【中国「宋代四大書院」】白鹿洞書院掲示の教え⑤

【大紀元日本2月13日】明治維新夜明け前の日本の一大事が、朱子学を巡って準備された。中国の朱子学がどのように日本化されたのか?朱子学との格闘を通じて、日本の国魂(くにたま)に見合った日本化の方法論が突出してくる。中国の朱子学にはない、日本の独創もまたあぶり出された。江戸朱子学の往来を尋ねることは、皇帝の国である中華思想の受容と変容をバネに日本を興してゆく、ジャパネスクな知の姿を見ることに他ならない。

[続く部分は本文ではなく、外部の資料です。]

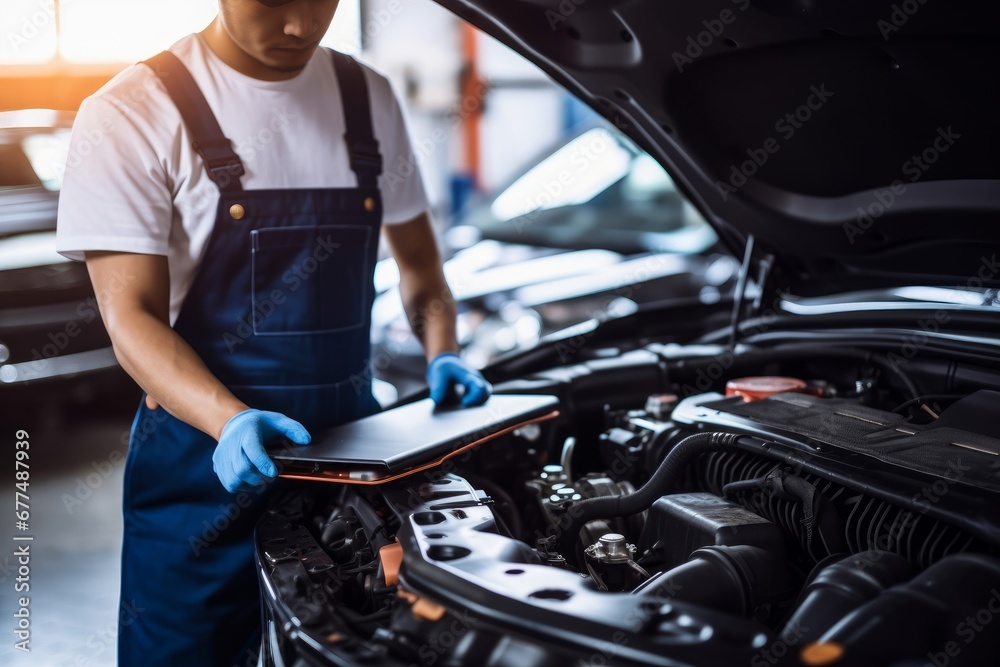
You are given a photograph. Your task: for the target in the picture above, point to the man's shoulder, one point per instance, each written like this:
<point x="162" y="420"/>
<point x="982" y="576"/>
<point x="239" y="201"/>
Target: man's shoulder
<point x="378" y="81"/>
<point x="138" y="87"/>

徳川家康は皇帝の国・中国をモデルとして参照しつつ、日本を牽引する幕藩イデオロギーの構築に着手する。何故なら日本という国を、正当な根拠をもって率いる国家イデオロギーを、未だ誰も編み出すことは出来ていなかったのだから。家康は幕藩体制の正当性を根拠付ける一つの理が、朱子学の体系の中にあることを迅速に見抜いた。中国朱子学を徹底的に研究させ、幕藩体制に有用ならしめるために、若き俊才・林羅山を家康は抜擢するのである。朱子学を御用学問として採用する準備に、取り掛かったのだ。

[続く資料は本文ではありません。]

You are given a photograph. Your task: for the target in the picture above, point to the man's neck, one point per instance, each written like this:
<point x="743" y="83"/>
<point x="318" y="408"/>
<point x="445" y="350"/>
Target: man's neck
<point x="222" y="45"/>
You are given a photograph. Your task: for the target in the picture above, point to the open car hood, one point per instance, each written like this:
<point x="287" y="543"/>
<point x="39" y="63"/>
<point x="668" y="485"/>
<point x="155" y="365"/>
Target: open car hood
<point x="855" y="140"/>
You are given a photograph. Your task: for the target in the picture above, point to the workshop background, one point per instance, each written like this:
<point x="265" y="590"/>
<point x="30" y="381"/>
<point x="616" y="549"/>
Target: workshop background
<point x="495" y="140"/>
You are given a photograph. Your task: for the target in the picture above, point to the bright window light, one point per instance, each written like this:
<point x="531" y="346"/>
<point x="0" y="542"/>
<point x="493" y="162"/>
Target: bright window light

中国朱子学は修身・斉家・治国・平天下を貫く理を、民衆にも分かるように通して見せた。通して見せた理の中から特に「君臣の義」が、日本的朱子学受容の過程で重要視された。幕藩体制を支える「忠と孝」の義理の世界が、官学となった朱子学を看板に勃興する藩校へと行き渡った。白鹿洞書院掲示を旨とする藩校が誕生してくる。